— Ты наверняка ошибаешься… ты беременна?

— Нет, уже нет, уже нет, я избавилась от него.

— Тамар, дорогая, пожалуйста, я не сержусь на тебя…

— Меня не волнует, сердитесь вы или нет, я выше этого.

— Говоришь, ты избавилась от ребенка?

— Сделала аборт… очень быстро… его нет… не беспокойтесь…

— Пожалуйста, не расскажешь мне все с самого начала? Когда это началось? Говоришь, вы были любовниками?

— Нет, мы не были… ну, я так сказала, но это не совсем точно… все случилось в один миг, было всего один раз… я хотела помочь, помочь… я пришла, жалея его… а потом почувствовала, что люблю… он был такой несчастный, и мы легли в постель… всего на, может быть, часок… он раскаивался потом.

— Откуда ты знаешь?

— Он избегал меня, никогда больше толком не разговаривал.

— Ты не говорила ему, что беременна?

— Нет.

— Почему?

— Потому что это касается только меня, — грубо ответила Тамар.

— Ты уверена, что ребенок был от него?

Тамар секунду молчала, потом метнула яростный взгляд на Джин, на которую вообще не смотрела с момента, как вошла в комнату:

— Так вы считаете, что я постоянно сплю с мужчинами, только этим и занимаюсь, может, каждую ночь?

— Прости. Ты меня так поразила. Мне нужно во всем разобраться.

— Я вам и объясняю. Неужели вы думаете, что я лгу о самом важном, что произошло в моей жизни? Так Дункан рассказал вам?

— Нет. Но, Тамар, ребенок…

— Его нет, он умер…

— Мы усыновили бы его.

Тамар вскочила на ноги. Секунду стояла с открытым ртом и головой, неловко повернутой набок. Затем завопила. Это был оглушительный намеренный вопль, похожий на зов. Она схватила пальто и стояла, держа его в руках. Потом заговорила необычным пронзительным голосом:

— До чего вы добры! Но это был мой ребенок, хотела и убила.

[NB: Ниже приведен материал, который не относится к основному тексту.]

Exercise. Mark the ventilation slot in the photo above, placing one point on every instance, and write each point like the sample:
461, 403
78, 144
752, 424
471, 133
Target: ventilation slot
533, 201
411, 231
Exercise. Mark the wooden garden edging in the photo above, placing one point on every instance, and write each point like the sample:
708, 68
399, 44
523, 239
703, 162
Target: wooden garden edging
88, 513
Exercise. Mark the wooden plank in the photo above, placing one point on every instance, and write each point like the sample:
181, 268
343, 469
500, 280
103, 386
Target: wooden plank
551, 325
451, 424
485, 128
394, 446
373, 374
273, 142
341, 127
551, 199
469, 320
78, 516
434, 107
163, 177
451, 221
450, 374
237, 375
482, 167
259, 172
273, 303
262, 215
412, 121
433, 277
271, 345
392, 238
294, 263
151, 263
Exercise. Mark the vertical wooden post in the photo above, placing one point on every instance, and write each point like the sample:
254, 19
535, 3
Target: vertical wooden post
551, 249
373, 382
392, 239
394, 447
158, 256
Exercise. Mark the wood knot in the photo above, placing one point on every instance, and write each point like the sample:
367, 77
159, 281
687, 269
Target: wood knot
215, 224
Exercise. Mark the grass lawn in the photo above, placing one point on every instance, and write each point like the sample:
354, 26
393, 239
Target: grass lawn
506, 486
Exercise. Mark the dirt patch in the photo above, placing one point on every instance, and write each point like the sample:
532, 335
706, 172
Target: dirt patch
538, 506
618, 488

Я не собиралась отдавать его вам, чтобы вы любили его. Он мог прекрасно обойтись и без отца. Он был мой. Я не нуждалась в вашем разрешении! Все было сделано ради вас, чтобы вы и Дункан были вместе, этого все хотели, поэтому и попросили меня пойти к Дункану, словно я ваша служанка, или горничная, или не знаю что. Я должна была помочь, и вот что из этого получилось, поэтому я и не могла никому сказать, чтобы не помешать вам вернуться, а теперь вы вернулись, и я должна была прийти и увидеть вас, потому что одно время так хорошо к вам относилась, и я думала, вы знаете, и для меня это был такой ад…

— Пожалуйста, — сказала Джин, — пожалуйста, успокойся… присядь…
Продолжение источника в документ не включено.